A Quantum-Mechanical Discription of Gravity

I do not know how much more generalized these views could have become from those who now look to what the physicists and theoreticians are doing in their questions for explaining the nature of the reality we are encountering.

If few recognize it, then it is showing us strong signals of what is to come. Some will leap ahead?



"Nothing to me would be more poetic; no outcome would be more graceful ... than for us to confirm our theories of the ultramicroscopic makeup of spacetime and matter by turning our giant telescopes skyward and gazing at the stars," Greene said.


The Elegant Universe, by Brian Greene, pg 231 and Pg 232

"But now, almost a century after Einstein's tour-de-force, string theory gives us a quantum-mechanical discription of gravity that, by necessity, modifies general relativity when distances involved become as short as the Planck length. Since Reinmannian geometry is the mathetical core of genral relativity, this means that it too must be modified in order to reflect faithfully the new short distance physics of string theory. Whereas general relativity asserts that the curved properties of the universe are described by Reinmannian geometry, string theory asserts this is true only if we examine the fabric of the universe on large enough scales. On scales as small as planck length a new kind of geometry must emerge, one that aligns with the new physics of string theory. This new geometry is called, quantum geometry."

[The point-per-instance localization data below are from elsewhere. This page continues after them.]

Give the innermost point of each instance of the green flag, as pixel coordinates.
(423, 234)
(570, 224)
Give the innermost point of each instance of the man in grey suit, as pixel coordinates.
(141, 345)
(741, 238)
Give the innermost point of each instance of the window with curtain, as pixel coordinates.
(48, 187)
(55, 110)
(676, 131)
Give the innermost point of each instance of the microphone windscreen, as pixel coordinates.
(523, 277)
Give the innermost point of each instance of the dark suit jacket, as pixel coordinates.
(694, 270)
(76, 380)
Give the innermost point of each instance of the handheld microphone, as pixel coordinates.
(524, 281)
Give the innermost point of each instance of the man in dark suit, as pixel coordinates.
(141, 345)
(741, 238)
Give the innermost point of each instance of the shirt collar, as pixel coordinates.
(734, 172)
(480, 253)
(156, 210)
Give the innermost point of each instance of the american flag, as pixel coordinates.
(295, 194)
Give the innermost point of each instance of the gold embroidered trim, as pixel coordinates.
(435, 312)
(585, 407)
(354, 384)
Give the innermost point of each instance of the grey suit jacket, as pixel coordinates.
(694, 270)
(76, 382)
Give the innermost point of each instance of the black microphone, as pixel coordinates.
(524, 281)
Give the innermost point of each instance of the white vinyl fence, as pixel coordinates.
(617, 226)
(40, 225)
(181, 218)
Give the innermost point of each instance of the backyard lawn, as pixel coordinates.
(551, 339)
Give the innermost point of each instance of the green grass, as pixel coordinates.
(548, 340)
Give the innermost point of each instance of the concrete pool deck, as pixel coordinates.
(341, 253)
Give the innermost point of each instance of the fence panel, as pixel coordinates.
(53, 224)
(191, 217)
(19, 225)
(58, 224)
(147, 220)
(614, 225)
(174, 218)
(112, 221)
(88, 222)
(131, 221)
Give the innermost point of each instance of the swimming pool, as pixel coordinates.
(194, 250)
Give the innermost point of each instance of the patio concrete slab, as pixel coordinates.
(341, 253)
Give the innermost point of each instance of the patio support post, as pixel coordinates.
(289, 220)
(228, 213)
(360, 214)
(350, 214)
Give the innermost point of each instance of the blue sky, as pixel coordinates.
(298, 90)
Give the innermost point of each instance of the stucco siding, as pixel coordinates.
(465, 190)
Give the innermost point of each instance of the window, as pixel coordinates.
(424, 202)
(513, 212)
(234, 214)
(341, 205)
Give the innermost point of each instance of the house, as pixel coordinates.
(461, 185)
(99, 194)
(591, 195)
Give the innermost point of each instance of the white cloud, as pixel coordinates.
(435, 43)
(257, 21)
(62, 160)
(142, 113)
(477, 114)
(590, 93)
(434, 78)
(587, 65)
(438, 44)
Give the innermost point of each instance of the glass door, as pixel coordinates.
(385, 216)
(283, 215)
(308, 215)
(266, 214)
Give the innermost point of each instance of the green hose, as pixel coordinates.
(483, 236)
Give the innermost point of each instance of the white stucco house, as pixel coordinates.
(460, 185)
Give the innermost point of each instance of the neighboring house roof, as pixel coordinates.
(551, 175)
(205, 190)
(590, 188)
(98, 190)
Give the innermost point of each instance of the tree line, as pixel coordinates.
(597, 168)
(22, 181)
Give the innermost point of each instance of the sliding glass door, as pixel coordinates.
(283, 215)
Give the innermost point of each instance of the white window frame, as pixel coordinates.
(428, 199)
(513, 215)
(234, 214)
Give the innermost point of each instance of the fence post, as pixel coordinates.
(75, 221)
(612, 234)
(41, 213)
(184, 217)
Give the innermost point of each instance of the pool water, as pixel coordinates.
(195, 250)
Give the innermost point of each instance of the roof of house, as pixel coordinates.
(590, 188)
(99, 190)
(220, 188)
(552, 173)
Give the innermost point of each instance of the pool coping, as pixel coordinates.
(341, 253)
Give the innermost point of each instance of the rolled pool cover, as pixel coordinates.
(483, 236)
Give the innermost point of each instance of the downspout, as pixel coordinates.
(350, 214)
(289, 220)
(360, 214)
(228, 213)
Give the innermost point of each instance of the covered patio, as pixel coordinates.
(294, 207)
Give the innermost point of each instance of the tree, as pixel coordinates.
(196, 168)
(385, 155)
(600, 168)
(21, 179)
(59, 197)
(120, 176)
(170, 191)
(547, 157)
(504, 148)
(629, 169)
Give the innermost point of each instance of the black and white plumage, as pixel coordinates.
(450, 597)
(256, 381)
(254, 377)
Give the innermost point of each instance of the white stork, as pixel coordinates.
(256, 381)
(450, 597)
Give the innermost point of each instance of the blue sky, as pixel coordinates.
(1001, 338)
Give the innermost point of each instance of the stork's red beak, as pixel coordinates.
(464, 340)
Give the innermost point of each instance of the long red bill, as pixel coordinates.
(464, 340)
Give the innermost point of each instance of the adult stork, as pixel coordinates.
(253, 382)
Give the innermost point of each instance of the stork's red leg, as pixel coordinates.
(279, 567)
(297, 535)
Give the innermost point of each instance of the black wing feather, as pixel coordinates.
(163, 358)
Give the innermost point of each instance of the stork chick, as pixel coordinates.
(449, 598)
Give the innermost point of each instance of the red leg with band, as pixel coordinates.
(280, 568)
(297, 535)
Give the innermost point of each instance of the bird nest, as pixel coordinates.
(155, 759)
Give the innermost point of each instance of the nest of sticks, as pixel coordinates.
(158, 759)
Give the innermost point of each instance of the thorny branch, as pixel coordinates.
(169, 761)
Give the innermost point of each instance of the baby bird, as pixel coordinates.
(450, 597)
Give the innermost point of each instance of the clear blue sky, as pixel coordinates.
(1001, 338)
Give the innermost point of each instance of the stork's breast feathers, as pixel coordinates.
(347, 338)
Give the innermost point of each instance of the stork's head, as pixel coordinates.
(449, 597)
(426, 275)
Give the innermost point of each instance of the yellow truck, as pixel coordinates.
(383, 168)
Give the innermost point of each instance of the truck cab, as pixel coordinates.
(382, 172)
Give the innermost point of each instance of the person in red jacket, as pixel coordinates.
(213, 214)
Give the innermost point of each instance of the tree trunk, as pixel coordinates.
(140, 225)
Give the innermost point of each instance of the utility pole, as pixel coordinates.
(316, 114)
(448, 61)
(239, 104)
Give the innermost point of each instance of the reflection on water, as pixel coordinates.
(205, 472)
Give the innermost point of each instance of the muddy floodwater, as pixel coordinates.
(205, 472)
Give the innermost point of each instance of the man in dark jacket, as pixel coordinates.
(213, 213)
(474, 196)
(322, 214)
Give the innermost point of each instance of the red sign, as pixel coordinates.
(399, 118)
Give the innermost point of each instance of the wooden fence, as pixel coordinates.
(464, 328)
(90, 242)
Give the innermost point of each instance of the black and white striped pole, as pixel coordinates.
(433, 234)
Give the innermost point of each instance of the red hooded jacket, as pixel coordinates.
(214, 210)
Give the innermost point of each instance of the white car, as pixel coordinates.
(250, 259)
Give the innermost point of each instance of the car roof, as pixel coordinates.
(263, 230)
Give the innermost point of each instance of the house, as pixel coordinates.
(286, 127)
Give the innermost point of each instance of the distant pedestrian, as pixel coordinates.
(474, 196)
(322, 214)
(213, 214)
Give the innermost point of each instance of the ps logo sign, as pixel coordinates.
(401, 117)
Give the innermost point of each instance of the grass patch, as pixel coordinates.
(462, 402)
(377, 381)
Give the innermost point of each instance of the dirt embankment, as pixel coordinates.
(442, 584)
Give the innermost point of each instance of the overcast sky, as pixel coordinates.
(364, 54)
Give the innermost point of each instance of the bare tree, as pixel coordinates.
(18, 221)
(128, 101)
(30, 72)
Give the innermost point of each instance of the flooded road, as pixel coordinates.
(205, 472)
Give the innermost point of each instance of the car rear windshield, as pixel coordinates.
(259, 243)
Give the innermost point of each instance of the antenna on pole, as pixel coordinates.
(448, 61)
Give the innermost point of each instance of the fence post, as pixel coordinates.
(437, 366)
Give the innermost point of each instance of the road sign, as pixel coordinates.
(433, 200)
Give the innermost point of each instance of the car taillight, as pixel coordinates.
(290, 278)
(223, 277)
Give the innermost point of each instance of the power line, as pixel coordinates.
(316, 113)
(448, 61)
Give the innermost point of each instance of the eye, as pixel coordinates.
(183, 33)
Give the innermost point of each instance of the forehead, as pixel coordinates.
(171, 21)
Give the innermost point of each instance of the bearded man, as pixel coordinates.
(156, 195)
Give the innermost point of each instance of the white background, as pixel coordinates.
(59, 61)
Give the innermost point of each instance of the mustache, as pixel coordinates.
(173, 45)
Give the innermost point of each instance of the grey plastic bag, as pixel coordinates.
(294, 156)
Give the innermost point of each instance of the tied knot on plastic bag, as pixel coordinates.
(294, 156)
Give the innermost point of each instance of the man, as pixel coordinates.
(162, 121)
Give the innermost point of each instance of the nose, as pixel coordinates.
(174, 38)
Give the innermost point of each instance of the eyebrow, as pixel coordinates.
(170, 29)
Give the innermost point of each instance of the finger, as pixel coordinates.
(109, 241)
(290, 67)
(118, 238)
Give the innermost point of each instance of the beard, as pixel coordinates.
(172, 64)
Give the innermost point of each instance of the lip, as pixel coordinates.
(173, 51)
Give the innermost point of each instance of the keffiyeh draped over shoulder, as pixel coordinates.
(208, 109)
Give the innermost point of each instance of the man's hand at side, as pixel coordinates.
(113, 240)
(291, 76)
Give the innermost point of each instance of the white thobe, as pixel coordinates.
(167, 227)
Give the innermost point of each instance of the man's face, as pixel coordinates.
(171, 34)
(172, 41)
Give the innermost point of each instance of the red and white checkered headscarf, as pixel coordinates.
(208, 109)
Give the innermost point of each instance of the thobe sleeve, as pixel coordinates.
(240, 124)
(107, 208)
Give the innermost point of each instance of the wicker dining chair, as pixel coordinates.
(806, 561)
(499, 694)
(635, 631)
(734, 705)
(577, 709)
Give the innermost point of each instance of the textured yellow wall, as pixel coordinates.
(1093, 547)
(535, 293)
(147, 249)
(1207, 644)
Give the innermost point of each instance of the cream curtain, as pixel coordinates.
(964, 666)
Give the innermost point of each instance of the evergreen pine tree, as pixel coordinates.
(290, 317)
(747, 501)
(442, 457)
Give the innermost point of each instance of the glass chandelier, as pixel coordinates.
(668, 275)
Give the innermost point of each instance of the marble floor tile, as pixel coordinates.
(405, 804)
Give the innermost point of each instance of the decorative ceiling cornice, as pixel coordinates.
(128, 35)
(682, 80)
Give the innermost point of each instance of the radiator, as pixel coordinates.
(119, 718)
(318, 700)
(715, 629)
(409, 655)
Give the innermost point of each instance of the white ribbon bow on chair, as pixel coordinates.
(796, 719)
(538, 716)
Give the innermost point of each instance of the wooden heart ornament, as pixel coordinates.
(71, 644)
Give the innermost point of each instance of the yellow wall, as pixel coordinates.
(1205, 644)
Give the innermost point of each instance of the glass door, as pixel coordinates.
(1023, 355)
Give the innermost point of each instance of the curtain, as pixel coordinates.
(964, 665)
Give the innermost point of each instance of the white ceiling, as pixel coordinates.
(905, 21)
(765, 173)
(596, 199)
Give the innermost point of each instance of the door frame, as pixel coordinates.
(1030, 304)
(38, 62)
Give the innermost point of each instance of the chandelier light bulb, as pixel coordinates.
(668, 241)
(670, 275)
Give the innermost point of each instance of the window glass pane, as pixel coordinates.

There are two obvious routes to quantum gravity. The first, and most beaten path so far, is to formulate general relativity into a quantum field theory in which the gravitational force is carried by the exchange of gravitons. The problem is that gravitons carry mass and energy, which are the source of the gravitational field in the first place. This leads to infinities that render calculations meaningless.

Amelino-Camelia points to Glast determinations in regards to LQG, yet there is a deepr sense of what can be revealled?